Creo que ya lo he comentado alguna vez en este blog: cuando voy a otros sitios, me encanta fisgar en los estantes de los supermercados. La oferta de tiendas de barrio, súpers, hipers o ultramarinos es como una foto de las neveras de los lugareños. Alemania fue todo un descubrimiento en este sentido. Por una parte, porque si bien es cierto que las grandes superficies se esparcen como champiñones (un clásico de la globalización), también lo es el hecho de que el súper pequeño estaba presente en todo pueblecito en el que paramos. Y, por otra, porque la oferta de estos establecimientos sacarían los colores a muchas firmas de por aquí. El abanico de productos ecológicos es inmenso y su presencia en la cesta de la compra de los alemanes, algo habitual. ¿Adivináis de dónde eran muchas de las frutas y las verduras en ecológico? ¡Premio! De aquí al lado.

Por cierto, que en Alemania descubrimos que los agrazones se consumen habitualmente. Son esos frutos que están en la segunda tarrina de la derecha, debajo de los arándanos, y en Álava eran habituales en las mesas de antaño. Curiosamente antes de irnos tuve la suerte de conocer a un chico que está intentando recuperar algunas plantas. Los agrazones que me dejó a probar eran más pequeños y con menos pulpa que los alemanes, pero igualmente exquisitos.

Las backëreis (panaderías) se esparcían cual melodía panadera; éstas y los ultramarinos fueron nuestras principales fuentes de avituallamiento. Daba igual el tamaño del pueblo; nunca estuvimos desabastecidos.

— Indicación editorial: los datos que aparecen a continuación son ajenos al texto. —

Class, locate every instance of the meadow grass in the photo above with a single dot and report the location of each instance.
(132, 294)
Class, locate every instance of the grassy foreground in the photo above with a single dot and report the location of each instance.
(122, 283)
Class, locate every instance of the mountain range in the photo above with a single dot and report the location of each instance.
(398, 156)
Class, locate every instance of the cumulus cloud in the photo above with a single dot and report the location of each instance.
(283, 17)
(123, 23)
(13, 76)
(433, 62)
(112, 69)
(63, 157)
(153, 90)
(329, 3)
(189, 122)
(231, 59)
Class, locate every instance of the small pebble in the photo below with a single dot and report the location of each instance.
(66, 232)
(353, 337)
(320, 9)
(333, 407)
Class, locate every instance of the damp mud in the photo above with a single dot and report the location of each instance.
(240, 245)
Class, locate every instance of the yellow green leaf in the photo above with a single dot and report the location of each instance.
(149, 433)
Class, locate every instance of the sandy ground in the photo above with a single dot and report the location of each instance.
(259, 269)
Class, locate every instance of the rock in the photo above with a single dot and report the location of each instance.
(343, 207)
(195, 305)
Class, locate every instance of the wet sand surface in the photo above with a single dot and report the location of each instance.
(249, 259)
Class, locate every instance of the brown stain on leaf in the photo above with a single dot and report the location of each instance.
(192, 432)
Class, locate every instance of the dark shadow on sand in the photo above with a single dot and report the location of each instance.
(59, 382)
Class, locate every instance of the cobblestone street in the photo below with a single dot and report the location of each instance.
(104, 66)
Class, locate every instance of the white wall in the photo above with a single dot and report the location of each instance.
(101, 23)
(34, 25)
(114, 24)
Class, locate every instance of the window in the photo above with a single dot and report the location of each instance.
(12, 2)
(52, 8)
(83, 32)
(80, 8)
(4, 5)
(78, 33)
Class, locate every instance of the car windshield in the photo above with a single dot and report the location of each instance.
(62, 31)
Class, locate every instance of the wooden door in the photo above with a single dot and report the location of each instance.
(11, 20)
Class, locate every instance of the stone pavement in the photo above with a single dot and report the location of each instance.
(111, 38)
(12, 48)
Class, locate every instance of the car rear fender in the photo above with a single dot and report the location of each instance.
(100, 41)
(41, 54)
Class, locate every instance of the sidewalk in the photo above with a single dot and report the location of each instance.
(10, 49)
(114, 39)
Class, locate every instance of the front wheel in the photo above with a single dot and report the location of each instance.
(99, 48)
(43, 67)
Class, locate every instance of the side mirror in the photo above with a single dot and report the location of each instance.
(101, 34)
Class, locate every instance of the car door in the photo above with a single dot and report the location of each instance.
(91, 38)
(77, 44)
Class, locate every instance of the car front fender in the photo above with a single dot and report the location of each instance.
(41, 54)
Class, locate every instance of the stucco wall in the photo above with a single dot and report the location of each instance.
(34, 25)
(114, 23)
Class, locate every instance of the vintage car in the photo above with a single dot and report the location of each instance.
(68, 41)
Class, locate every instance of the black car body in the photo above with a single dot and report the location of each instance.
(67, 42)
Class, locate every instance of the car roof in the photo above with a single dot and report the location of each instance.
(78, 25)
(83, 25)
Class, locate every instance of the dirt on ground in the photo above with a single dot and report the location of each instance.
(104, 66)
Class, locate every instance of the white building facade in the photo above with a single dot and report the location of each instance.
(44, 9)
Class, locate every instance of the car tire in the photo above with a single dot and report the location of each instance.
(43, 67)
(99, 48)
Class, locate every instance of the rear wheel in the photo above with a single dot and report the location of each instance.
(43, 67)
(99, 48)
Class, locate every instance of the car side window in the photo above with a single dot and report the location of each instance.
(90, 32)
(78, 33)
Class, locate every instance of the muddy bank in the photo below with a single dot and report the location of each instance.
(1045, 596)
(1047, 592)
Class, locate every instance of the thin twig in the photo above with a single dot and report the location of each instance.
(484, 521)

Eso sí, nada de pagar con tarjeta de crédito. Al parecer, los alemanes son muy celosos de regalar dinero a los bancos y no aceptan tarjetas, no sólo en tiendas de alimentación, sino en hoteles, casas, restaurantes… Voy a resistirme a la tentación de sacar conclusiones… :)

Los precios nos sorprendieron mucho. La compra no era cara para nada; ni lo era el producto ecológico ni otras cosas como la fruta, por ejemplo. Y fue una regla de tres que se repitió en los restaurantes que visitamos, que fueron unos cuantos. Una cena para dos con litros de cerveza (literal) y volcanes de comida (denominación con la que Luis bautizó las raciones de algunos restaurantes) salía por una media de 25€-30€, por no hablar de los restaurantes italianos, donde los platos de pasta raramente excedían los 5€ (algo que me lleva a constatar mi queja habitual: ¿por qué aquí tenemos que pagar hasta 12€ por unos espaguetis?). El producto estrella en las zonas que visitamos era el cerdo en todas sus versiones: salchichas, filetes, picadillo (una de las especialidades de los suabos son los Swabian Ravioli, rellenos del animalito)…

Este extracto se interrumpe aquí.